Following a very successful shake-down/maiden voyage to Hornby Island on our new sailboat, we felt confident that she was ready for her first real, solo cruise.
Our short cruise from Deep Bay to Hornby had been with a much-appreciated escort boat, and, had anything gone awry, we wouldn’t have been in much danger. We did have sails, but we’d never flown them before, so having a buddy along was ideal. But our friend had departed Hornby Island long before us, and now we had to make a move to avoid strong winds forecast to blow in from the south, a direction not favourable to boats anchored in Tribune Bay.

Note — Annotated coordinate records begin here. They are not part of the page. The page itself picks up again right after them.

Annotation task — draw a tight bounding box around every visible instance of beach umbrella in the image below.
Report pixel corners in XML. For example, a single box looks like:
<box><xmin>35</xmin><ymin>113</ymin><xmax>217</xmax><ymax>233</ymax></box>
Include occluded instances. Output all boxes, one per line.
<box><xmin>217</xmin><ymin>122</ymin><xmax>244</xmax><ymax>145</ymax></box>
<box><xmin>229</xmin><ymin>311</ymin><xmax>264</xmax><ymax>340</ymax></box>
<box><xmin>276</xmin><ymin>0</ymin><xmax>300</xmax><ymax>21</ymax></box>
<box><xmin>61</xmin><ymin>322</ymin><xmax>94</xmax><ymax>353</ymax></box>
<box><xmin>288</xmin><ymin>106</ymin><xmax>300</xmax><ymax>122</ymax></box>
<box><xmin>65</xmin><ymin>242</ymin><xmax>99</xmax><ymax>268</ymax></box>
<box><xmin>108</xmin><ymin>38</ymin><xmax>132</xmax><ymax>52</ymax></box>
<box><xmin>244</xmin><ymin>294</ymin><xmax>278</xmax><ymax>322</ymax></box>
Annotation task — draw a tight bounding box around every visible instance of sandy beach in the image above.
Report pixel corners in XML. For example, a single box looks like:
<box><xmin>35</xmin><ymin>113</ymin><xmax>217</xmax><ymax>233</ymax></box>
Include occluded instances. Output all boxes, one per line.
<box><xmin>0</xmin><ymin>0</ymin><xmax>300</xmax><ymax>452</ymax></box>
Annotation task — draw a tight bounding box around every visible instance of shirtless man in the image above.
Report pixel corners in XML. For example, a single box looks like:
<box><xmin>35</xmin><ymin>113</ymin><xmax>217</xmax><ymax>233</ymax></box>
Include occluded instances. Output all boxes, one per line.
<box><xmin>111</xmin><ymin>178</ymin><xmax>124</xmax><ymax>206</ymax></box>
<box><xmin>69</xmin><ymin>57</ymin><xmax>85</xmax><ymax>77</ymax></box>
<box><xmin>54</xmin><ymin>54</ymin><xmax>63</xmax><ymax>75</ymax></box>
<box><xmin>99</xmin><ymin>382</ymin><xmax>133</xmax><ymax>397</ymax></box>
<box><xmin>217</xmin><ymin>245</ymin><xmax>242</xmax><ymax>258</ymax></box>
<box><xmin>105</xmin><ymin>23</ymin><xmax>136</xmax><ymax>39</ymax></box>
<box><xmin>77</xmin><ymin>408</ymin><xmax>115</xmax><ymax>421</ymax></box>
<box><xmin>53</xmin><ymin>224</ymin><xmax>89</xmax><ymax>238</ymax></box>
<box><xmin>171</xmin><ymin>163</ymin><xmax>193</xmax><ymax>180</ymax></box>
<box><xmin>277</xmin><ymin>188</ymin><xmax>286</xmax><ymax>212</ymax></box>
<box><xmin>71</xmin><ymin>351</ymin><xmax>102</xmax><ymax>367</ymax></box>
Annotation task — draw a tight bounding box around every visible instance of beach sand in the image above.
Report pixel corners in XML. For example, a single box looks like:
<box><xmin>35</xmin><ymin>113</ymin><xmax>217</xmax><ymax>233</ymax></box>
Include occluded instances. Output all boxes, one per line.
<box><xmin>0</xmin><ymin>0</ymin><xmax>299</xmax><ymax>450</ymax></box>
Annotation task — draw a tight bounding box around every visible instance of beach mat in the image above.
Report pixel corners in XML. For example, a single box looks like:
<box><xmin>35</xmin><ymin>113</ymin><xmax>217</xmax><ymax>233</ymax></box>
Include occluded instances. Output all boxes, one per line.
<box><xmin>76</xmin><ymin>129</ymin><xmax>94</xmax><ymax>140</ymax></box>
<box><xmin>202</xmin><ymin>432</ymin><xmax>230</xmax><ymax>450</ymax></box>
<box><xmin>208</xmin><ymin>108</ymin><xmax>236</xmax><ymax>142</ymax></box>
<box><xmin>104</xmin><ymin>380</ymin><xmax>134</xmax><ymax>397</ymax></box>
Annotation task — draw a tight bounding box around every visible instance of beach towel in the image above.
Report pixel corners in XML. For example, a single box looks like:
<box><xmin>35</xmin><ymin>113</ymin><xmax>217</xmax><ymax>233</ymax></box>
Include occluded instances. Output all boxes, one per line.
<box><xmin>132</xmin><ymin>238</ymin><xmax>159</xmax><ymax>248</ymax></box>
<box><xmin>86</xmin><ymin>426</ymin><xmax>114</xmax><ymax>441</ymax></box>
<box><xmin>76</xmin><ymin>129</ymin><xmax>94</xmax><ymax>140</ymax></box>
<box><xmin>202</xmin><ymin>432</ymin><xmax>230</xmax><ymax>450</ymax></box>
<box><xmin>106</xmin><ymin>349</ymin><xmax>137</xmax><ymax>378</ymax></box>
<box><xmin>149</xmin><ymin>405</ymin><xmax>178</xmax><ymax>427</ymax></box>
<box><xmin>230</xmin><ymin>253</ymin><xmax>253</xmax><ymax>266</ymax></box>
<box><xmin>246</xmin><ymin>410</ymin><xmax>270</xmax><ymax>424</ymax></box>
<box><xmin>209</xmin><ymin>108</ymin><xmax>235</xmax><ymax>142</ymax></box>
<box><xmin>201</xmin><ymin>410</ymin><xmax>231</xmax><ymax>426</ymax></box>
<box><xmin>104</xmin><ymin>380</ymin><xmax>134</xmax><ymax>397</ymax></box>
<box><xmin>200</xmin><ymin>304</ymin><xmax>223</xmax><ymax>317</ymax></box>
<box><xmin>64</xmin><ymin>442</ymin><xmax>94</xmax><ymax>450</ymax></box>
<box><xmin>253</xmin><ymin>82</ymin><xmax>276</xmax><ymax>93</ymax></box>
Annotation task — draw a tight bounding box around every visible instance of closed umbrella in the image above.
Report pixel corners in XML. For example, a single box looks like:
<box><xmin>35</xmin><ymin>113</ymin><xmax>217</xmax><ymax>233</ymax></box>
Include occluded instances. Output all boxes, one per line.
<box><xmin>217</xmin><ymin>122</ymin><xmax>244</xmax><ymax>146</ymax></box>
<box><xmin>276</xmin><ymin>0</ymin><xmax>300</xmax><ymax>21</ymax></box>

We prepared to leave at first light, and were underway well before the weather turned ugly. In fact it was a beautiful morning. The sun had popped out to see all the boaters off after a rainy night, and the sky had a surreal kind crispness to it after many days of hazy summer sunshine. A good omen for our first cruise.
Last Morning on Tribune Bay
Our next destination wasn’t that far off (approximately 24 miles), and we had plenty of time, which was a good thing because we were heading into the wind and could expect very little help from nature.
We anticipated that it would be almost entirely up to diesel power to propel us toward our next anchorage at Northwest Bay, a small, quite protected anchorage near a logging sort located between Parksville and Nanoose Bay. Our prediction about getting little to no help from nature was, indeed, mostly accurate, but there were a few opportunities to fly the fore-sails, which we gladly took advantage of, with absolutely no issues.
As a precursor of things to come, “Ready” steadily ate up the distance without the slightest complaint. From the first time we motored away from the dock to the last time we were to tie her up, months later, she did everything we asked of her absolutely flawlessly. The little Yanmar diesel reliably plodded on hour after hour after hour, needing only one minor repair the entire season, and burned next to no fuel. The sails and rigging never faltered once, and the deck and hatches developed only a few minor leaks over the months, but it’s a boat. They all leak somewhere.
The time and effort invested into getting “Ready” to proper trim proved to be time well spent. She woke up every morning prepared for duty, and she unfailingly executed her tasks. A truly marvelous example of the C&C name.
The initial solo voyage went without a hitch and we arrived at our new anchorage with a late afternoon sun guiding us in to find our spot and drop anchor once again.
Northwest Bay, just around the corner from the small community of Nanoose Bay, was to be our home for the next five nights as we rectified any issues we thought may spring up if not tended to. We adjusted some of our interior layout and stowage, relaxed, took care of a few chores on land, and had my sister-in-law aboard for an overnight visit.
Although the next day’s cleanup took hours, it was a good visit. It was to be the first of many nights spent with friends or family aboard, because the thing about boats is, when you have one, everyone wants to go boating. And, really, who can blame them?
Northwest Bay, a quiet little anchorage after the first real cruise.
We now felt very secure in the ability of our beautiful little boat to bring us wherever we needed to go. Which was essential, because very soon we would ask her to put in some serious overtime.